Types of Import/Export Businesses
It is imprtant to know the players in this business. There are many variations on the main theme:
Export management company (EMC): An EMC handles export operations for a domestic company that wants to sell its product overseas but doesn’t know how (and perhaps doesn’t want to know how). The EMC does it all–hiring dealers, distributors and representatives; handling advertising, marketing and promotions; overseeing marking and packaging; arranging shipping; and sometimes arranging financing. In some cases, the EMC even takes title to the goods, in essence becoming its own distributor. EMCs usually specialize by product, foreign market or both, and–unless they’ve taken title–are paid by commission, salary or retainer plus commission.

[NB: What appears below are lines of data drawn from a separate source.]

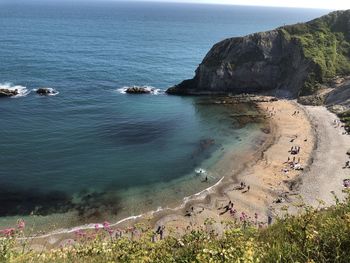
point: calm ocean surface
(91, 149)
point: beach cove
(271, 180)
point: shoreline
(206, 203)
(271, 186)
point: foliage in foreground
(314, 236)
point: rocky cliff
(291, 60)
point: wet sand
(267, 173)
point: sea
(90, 152)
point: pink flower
(106, 225)
(8, 232)
(21, 224)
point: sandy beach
(304, 154)
(326, 173)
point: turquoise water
(92, 150)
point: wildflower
(106, 225)
(21, 224)
(8, 232)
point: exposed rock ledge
(290, 60)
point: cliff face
(291, 59)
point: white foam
(200, 171)
(152, 90)
(53, 92)
(22, 91)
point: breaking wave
(22, 91)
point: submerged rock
(8, 92)
(138, 90)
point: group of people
(160, 232)
(295, 150)
(228, 207)
(271, 112)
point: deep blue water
(91, 139)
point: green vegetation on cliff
(325, 41)
(314, 236)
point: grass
(313, 236)
(325, 42)
(345, 118)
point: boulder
(8, 92)
(291, 60)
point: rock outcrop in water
(138, 90)
(8, 92)
(290, 60)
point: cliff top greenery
(326, 42)
(313, 236)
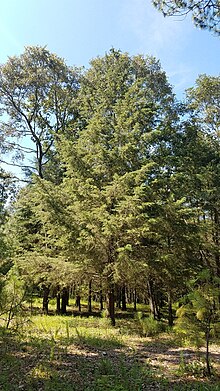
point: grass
(52, 353)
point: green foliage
(204, 14)
(150, 327)
(12, 300)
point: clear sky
(79, 30)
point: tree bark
(90, 297)
(111, 304)
(170, 310)
(78, 302)
(123, 298)
(46, 291)
(101, 300)
(64, 296)
(58, 303)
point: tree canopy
(205, 14)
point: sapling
(199, 318)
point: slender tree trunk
(208, 368)
(78, 302)
(118, 297)
(101, 300)
(123, 298)
(46, 291)
(135, 299)
(111, 304)
(90, 297)
(170, 310)
(58, 303)
(64, 301)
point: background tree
(36, 98)
(205, 14)
(124, 103)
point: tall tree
(124, 103)
(37, 92)
(205, 14)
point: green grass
(74, 353)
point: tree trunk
(207, 351)
(123, 298)
(111, 304)
(101, 300)
(64, 296)
(90, 297)
(170, 310)
(78, 302)
(152, 302)
(135, 299)
(46, 291)
(58, 303)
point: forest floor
(73, 353)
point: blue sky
(79, 30)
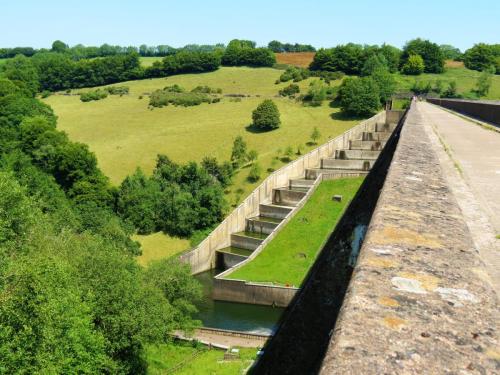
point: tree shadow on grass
(256, 130)
(345, 116)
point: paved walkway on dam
(472, 168)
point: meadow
(288, 256)
(125, 134)
(300, 59)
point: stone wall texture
(482, 109)
(419, 301)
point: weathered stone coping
(419, 301)
(486, 110)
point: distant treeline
(87, 52)
(57, 70)
(278, 47)
(416, 57)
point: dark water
(231, 315)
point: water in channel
(231, 315)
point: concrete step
(376, 136)
(231, 256)
(366, 145)
(385, 127)
(274, 211)
(262, 224)
(301, 183)
(331, 163)
(235, 251)
(302, 189)
(243, 240)
(356, 155)
(313, 173)
(287, 197)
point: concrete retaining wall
(202, 258)
(482, 109)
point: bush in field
(266, 116)
(239, 152)
(243, 52)
(451, 91)
(385, 82)
(207, 90)
(317, 93)
(483, 83)
(295, 74)
(117, 90)
(93, 95)
(374, 63)
(360, 96)
(254, 173)
(414, 65)
(290, 90)
(315, 135)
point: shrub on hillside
(93, 95)
(207, 90)
(414, 65)
(359, 96)
(117, 90)
(482, 56)
(266, 116)
(295, 74)
(243, 52)
(290, 90)
(254, 173)
(350, 58)
(431, 54)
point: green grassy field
(162, 358)
(282, 261)
(465, 78)
(158, 246)
(148, 61)
(125, 134)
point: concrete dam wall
(418, 299)
(202, 258)
(485, 110)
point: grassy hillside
(125, 134)
(289, 255)
(148, 61)
(301, 59)
(465, 78)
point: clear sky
(322, 23)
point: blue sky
(322, 23)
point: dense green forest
(68, 277)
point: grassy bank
(158, 246)
(125, 134)
(465, 78)
(163, 358)
(288, 257)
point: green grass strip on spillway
(287, 257)
(185, 359)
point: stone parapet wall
(419, 301)
(482, 109)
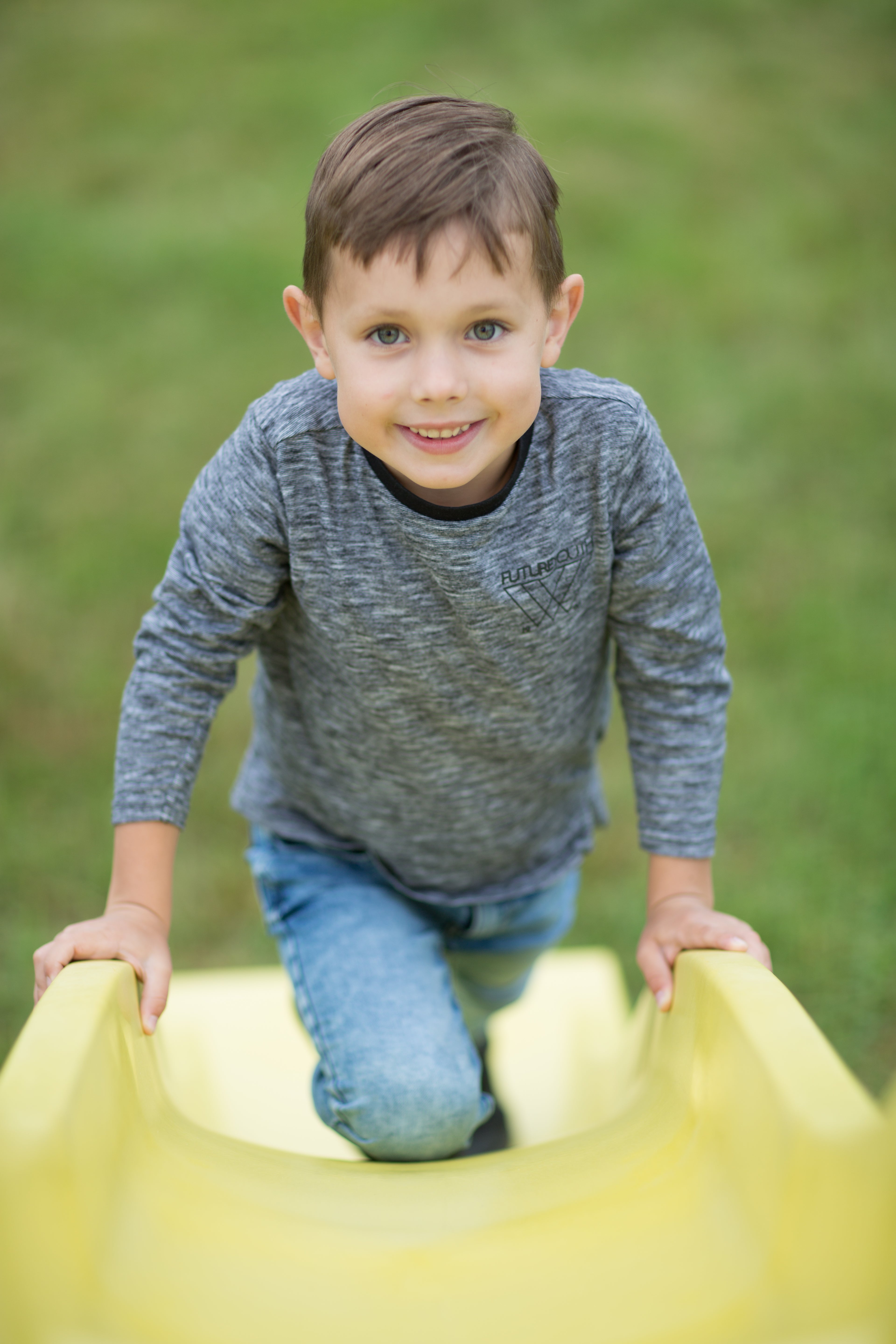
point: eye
(487, 331)
(387, 336)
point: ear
(304, 318)
(561, 318)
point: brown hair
(406, 170)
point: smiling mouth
(441, 439)
(441, 433)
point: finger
(155, 997)
(49, 962)
(656, 971)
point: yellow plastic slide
(715, 1175)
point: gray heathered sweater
(433, 683)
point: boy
(433, 541)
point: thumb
(155, 997)
(658, 972)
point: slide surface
(715, 1175)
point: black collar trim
(445, 513)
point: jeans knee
(401, 1116)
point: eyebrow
(398, 315)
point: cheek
(516, 388)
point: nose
(438, 375)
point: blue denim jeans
(396, 992)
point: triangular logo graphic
(545, 591)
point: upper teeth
(440, 433)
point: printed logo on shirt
(546, 589)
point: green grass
(729, 194)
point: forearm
(671, 877)
(143, 868)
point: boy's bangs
(405, 173)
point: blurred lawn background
(729, 194)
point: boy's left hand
(682, 920)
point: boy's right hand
(128, 932)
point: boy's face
(438, 375)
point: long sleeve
(669, 670)
(224, 585)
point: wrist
(671, 878)
(144, 913)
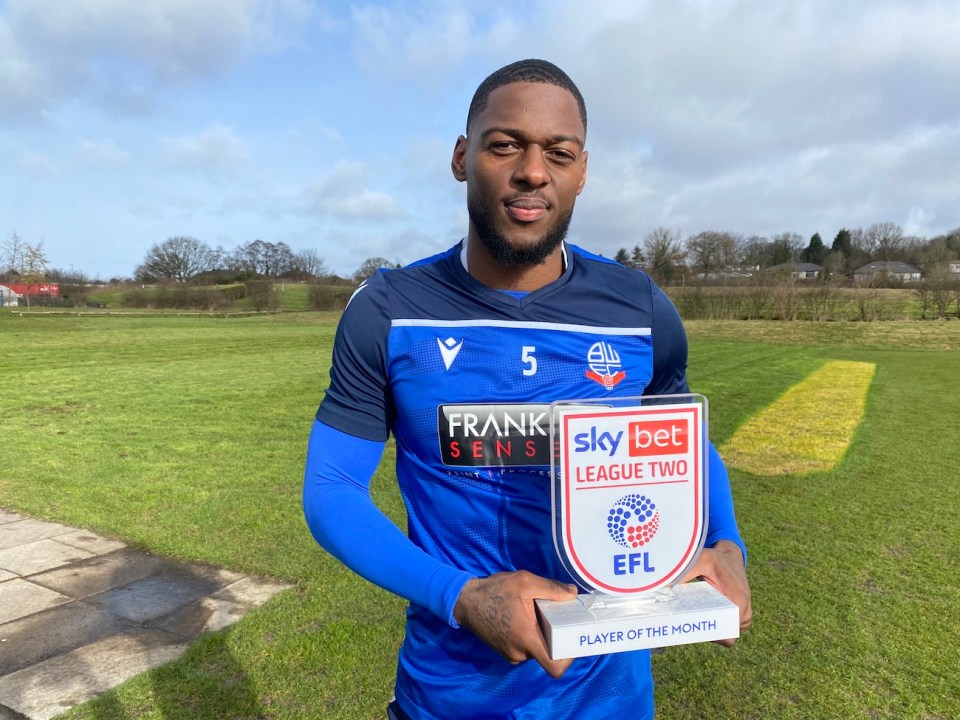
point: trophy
(630, 511)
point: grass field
(186, 435)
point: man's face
(524, 165)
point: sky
(329, 126)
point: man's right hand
(499, 610)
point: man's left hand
(722, 567)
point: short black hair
(531, 70)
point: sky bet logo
(644, 438)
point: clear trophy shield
(630, 514)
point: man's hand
(722, 567)
(499, 610)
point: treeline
(821, 302)
(720, 255)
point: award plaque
(630, 513)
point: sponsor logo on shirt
(449, 349)
(494, 435)
(605, 366)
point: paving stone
(100, 573)
(48, 688)
(91, 542)
(154, 596)
(19, 598)
(207, 615)
(8, 714)
(7, 516)
(41, 636)
(38, 556)
(25, 531)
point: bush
(329, 297)
(263, 295)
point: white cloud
(102, 154)
(216, 150)
(344, 194)
(115, 51)
(37, 164)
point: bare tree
(711, 250)
(370, 266)
(309, 264)
(265, 259)
(12, 254)
(177, 258)
(785, 248)
(884, 241)
(33, 270)
(664, 254)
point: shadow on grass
(209, 683)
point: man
(441, 353)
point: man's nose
(532, 168)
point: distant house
(798, 271)
(887, 270)
(10, 293)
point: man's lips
(527, 209)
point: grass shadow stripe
(808, 428)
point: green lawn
(186, 436)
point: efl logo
(633, 521)
(658, 437)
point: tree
(664, 254)
(177, 258)
(33, 270)
(755, 251)
(785, 248)
(843, 243)
(884, 241)
(711, 250)
(370, 266)
(815, 252)
(265, 259)
(12, 254)
(308, 264)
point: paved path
(79, 613)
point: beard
(499, 246)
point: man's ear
(458, 163)
(583, 174)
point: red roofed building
(10, 293)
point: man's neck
(524, 278)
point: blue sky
(329, 125)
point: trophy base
(595, 624)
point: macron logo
(449, 348)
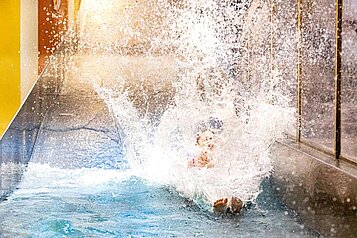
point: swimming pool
(93, 202)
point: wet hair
(214, 124)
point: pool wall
(321, 191)
(16, 145)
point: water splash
(199, 50)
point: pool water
(53, 202)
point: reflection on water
(16, 145)
(113, 203)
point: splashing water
(176, 67)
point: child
(207, 146)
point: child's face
(205, 139)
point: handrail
(338, 76)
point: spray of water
(178, 67)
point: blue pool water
(52, 202)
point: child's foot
(220, 205)
(236, 205)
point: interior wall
(9, 61)
(52, 24)
(29, 46)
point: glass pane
(349, 81)
(318, 72)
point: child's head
(205, 138)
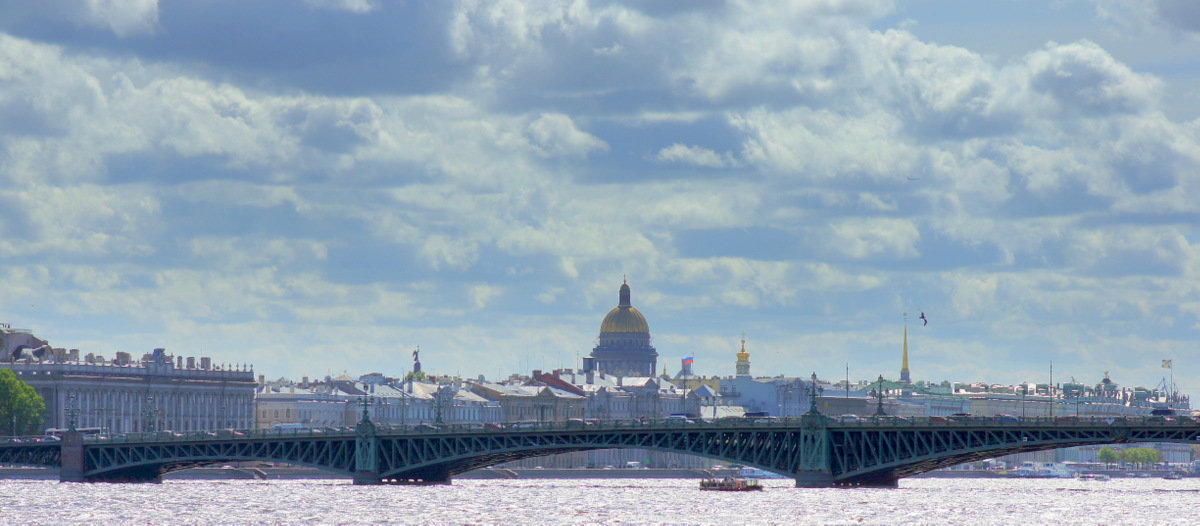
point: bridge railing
(634, 424)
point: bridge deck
(815, 450)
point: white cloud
(481, 294)
(694, 155)
(555, 135)
(123, 17)
(354, 6)
(863, 238)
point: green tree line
(1132, 455)
(21, 406)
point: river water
(600, 501)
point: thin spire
(904, 363)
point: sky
(321, 186)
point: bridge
(815, 450)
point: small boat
(730, 484)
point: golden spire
(904, 363)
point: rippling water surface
(600, 501)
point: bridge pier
(71, 468)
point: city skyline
(323, 186)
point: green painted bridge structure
(815, 450)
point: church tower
(743, 365)
(904, 363)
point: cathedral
(624, 347)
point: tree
(1107, 455)
(1141, 456)
(21, 406)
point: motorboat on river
(730, 484)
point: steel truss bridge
(815, 450)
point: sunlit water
(600, 501)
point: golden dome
(624, 318)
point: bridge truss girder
(861, 455)
(149, 461)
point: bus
(88, 432)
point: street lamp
(1025, 390)
(879, 398)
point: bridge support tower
(366, 447)
(72, 456)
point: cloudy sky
(321, 186)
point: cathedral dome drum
(624, 318)
(624, 345)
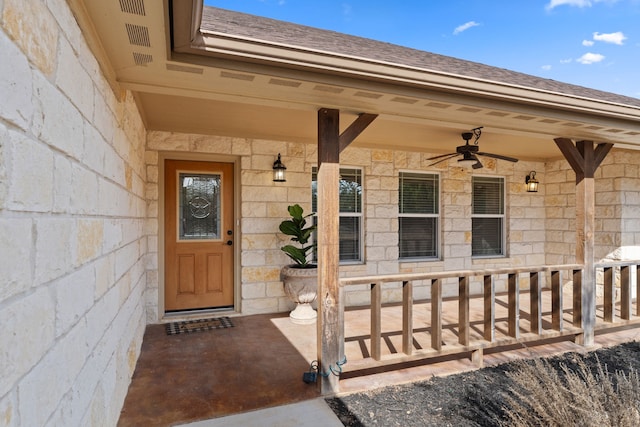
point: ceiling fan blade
(445, 158)
(498, 156)
(442, 155)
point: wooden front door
(199, 235)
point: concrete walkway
(311, 413)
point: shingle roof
(281, 32)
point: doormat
(190, 326)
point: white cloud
(590, 58)
(577, 3)
(615, 38)
(465, 27)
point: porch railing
(615, 308)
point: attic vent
(135, 7)
(280, 82)
(497, 114)
(142, 58)
(237, 76)
(138, 35)
(438, 105)
(404, 100)
(368, 95)
(329, 89)
(184, 69)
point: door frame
(198, 157)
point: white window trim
(438, 217)
(353, 214)
(503, 216)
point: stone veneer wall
(72, 225)
(617, 210)
(264, 204)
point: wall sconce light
(532, 182)
(278, 170)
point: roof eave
(281, 55)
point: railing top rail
(407, 277)
(624, 263)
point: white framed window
(488, 218)
(418, 215)
(351, 217)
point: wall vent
(402, 100)
(142, 58)
(329, 89)
(135, 7)
(368, 95)
(237, 76)
(438, 105)
(280, 82)
(184, 69)
(138, 35)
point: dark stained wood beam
(584, 158)
(328, 136)
(571, 153)
(330, 327)
(355, 129)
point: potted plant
(300, 279)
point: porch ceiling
(210, 84)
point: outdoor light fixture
(468, 159)
(532, 182)
(278, 170)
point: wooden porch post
(584, 158)
(330, 324)
(330, 327)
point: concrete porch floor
(259, 363)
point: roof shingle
(280, 32)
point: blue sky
(593, 43)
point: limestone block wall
(617, 210)
(72, 216)
(263, 204)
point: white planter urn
(301, 286)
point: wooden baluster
(556, 301)
(489, 308)
(407, 317)
(609, 294)
(376, 320)
(436, 314)
(625, 292)
(463, 310)
(638, 290)
(577, 298)
(514, 305)
(535, 300)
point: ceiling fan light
(468, 160)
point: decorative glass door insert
(199, 207)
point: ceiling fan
(470, 152)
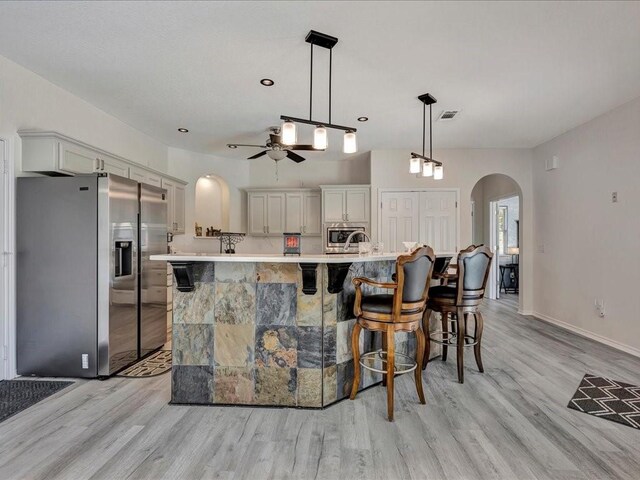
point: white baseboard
(585, 333)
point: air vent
(448, 115)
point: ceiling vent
(447, 115)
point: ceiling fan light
(288, 133)
(427, 169)
(277, 155)
(320, 141)
(350, 144)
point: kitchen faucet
(353, 234)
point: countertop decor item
(320, 141)
(430, 167)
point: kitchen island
(269, 330)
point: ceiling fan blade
(245, 145)
(295, 157)
(275, 138)
(305, 147)
(257, 155)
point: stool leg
(445, 329)
(384, 349)
(390, 370)
(418, 372)
(355, 348)
(478, 337)
(460, 345)
(425, 331)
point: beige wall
(28, 101)
(587, 246)
(463, 168)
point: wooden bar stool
(460, 301)
(391, 313)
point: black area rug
(606, 398)
(17, 395)
(155, 364)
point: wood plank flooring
(509, 423)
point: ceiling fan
(275, 149)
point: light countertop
(275, 257)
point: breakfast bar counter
(269, 330)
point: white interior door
(6, 232)
(399, 219)
(494, 274)
(439, 221)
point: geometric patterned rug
(17, 395)
(606, 398)
(155, 364)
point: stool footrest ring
(451, 339)
(381, 355)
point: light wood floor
(511, 422)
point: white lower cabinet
(175, 205)
(272, 213)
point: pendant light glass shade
(288, 133)
(320, 138)
(427, 169)
(350, 144)
(414, 165)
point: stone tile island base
(248, 335)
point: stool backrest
(473, 271)
(414, 275)
(441, 264)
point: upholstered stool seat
(458, 303)
(401, 311)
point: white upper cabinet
(346, 204)
(357, 205)
(334, 203)
(312, 224)
(112, 165)
(274, 212)
(257, 208)
(175, 205)
(294, 212)
(54, 153)
(178, 208)
(76, 159)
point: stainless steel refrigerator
(84, 307)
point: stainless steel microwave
(336, 234)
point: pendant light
(320, 138)
(414, 165)
(430, 167)
(350, 143)
(288, 132)
(320, 141)
(427, 168)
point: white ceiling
(522, 73)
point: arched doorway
(496, 208)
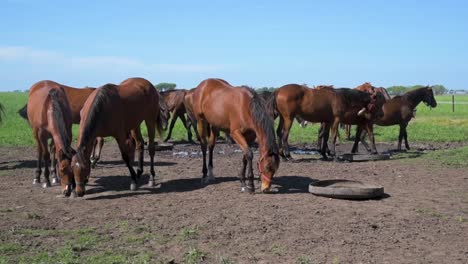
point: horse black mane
(262, 119)
(354, 97)
(59, 120)
(96, 112)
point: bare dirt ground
(421, 219)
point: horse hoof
(151, 183)
(247, 189)
(55, 181)
(139, 173)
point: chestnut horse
(174, 100)
(327, 106)
(50, 116)
(399, 110)
(76, 97)
(117, 110)
(240, 111)
(367, 87)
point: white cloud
(44, 57)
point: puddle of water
(305, 152)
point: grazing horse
(367, 87)
(240, 111)
(174, 100)
(50, 116)
(117, 111)
(76, 97)
(327, 106)
(400, 110)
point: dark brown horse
(174, 100)
(76, 97)
(240, 111)
(327, 106)
(50, 116)
(118, 111)
(367, 87)
(400, 110)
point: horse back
(222, 105)
(39, 104)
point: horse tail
(2, 113)
(190, 114)
(163, 115)
(23, 112)
(263, 119)
(271, 107)
(58, 121)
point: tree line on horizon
(392, 90)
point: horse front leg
(151, 127)
(202, 128)
(127, 150)
(97, 148)
(355, 148)
(187, 127)
(246, 162)
(334, 130)
(285, 137)
(405, 135)
(370, 131)
(279, 134)
(38, 172)
(140, 143)
(171, 126)
(211, 143)
(324, 135)
(53, 163)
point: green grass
(430, 125)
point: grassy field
(430, 125)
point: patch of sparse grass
(304, 260)
(430, 212)
(33, 215)
(194, 256)
(226, 260)
(277, 250)
(10, 248)
(188, 233)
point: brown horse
(76, 97)
(240, 111)
(400, 110)
(327, 106)
(174, 100)
(367, 87)
(117, 110)
(50, 116)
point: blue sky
(258, 43)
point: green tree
(165, 86)
(439, 89)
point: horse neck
(86, 145)
(414, 97)
(59, 126)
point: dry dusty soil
(421, 219)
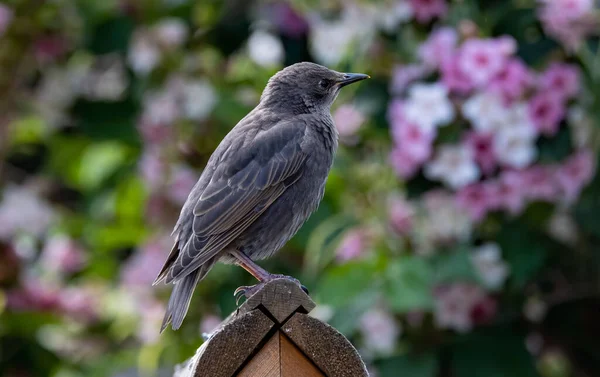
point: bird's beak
(349, 78)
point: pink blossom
(560, 79)
(181, 183)
(152, 168)
(63, 254)
(414, 141)
(352, 246)
(401, 215)
(404, 75)
(79, 303)
(6, 15)
(142, 267)
(404, 164)
(33, 295)
(539, 183)
(348, 120)
(460, 306)
(482, 147)
(209, 323)
(508, 192)
(483, 59)
(512, 81)
(475, 199)
(454, 78)
(546, 110)
(575, 173)
(426, 10)
(439, 47)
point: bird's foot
(248, 291)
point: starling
(260, 185)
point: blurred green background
(469, 260)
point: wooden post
(272, 335)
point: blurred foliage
(109, 111)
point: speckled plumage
(262, 182)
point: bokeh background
(460, 230)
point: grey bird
(260, 185)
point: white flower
(330, 39)
(143, 53)
(391, 15)
(265, 49)
(170, 33)
(22, 210)
(199, 99)
(485, 111)
(454, 165)
(379, 330)
(488, 262)
(428, 105)
(515, 147)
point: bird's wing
(245, 183)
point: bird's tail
(181, 296)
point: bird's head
(306, 87)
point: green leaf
(454, 265)
(98, 162)
(495, 352)
(524, 250)
(341, 284)
(420, 365)
(409, 284)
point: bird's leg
(262, 275)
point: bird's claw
(248, 291)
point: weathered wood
(293, 362)
(271, 335)
(266, 362)
(326, 347)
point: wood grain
(293, 362)
(266, 363)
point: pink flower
(400, 214)
(414, 141)
(6, 15)
(79, 303)
(460, 306)
(560, 79)
(33, 295)
(475, 199)
(181, 183)
(483, 59)
(508, 192)
(575, 173)
(426, 10)
(539, 183)
(404, 75)
(454, 78)
(439, 47)
(348, 120)
(546, 110)
(482, 147)
(352, 246)
(404, 164)
(63, 254)
(512, 81)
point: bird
(262, 182)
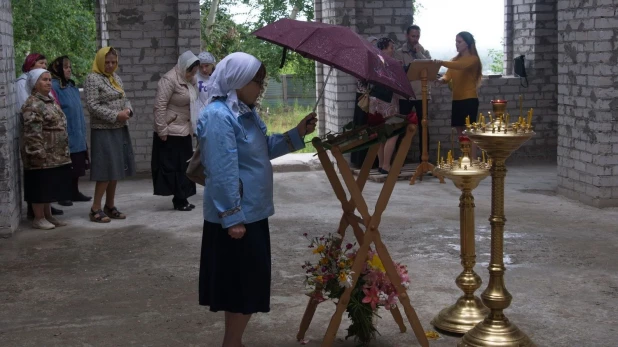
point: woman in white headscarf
(238, 195)
(175, 117)
(44, 150)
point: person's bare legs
(110, 194)
(381, 156)
(99, 189)
(473, 155)
(389, 148)
(235, 324)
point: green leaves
(55, 28)
(228, 37)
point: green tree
(55, 28)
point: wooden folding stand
(424, 70)
(371, 233)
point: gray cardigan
(103, 102)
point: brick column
(10, 168)
(588, 102)
(149, 35)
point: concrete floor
(134, 282)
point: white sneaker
(56, 222)
(43, 224)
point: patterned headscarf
(57, 70)
(31, 59)
(33, 78)
(233, 72)
(206, 58)
(98, 66)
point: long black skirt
(235, 273)
(462, 109)
(169, 166)
(48, 185)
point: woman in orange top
(465, 70)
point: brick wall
(588, 101)
(149, 35)
(10, 169)
(530, 29)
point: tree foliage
(55, 28)
(228, 37)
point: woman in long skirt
(238, 195)
(174, 124)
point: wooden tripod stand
(424, 70)
(365, 239)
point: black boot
(181, 205)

Export trading company (ETC): While an EMC has merchandise to sell and is using its energies to seek out buyers, an ETC attacks the other side of the trading coin. It identifies what foreign buyers want to spend their money on and then hunts down domestic sources willing to export. An ETC sometimes takes title to the goods and sometimes works on a commission basis.
Import/export merchant: This international entrepreneur is a sort of free agent. He has no specific client base, and he doesn’t specialize in any one industry or line of products. Instead, he purchases goods directly from a domestic or foreign manufacturer and then packs, ships and resells the goods on his own. This means, of course, that unlike the EMC, he assumes all the risks (as well as all the profits).
Let have a look in the trade channel:
Manufacturer’s representative: a salesperson who specializes in a type of product or line of complementary products; for example, home electronics: televisions, radios, CD players and sound systems. He often provides additional product assistance, such as warehousing and technical service.
Distributor or wholesale distributor: a company that buys the product you’ve imported and sells it to a retailer or other agent for further distribution until it gets to the end user
Representative: a savvy salesperson who pitches your product to wholesale or retail buyers, then passes the sale on to you; differs from a manufacturer’s representative in that he doesn’t necessarily specialize in a particular product or group of products
Retailer: the tail end of the trade channel where the merchandise smacks into the consumer; as yet another variation on a theme, if the end user is not Joan Q. Public but an original equipment manufacturer (OEM), then you don’t need to worry about the retailer because the OEM becomes your end of the line. (Think Dell Computer purchasing a software program to pass along to its personal computer buyer as part of the goodie package.)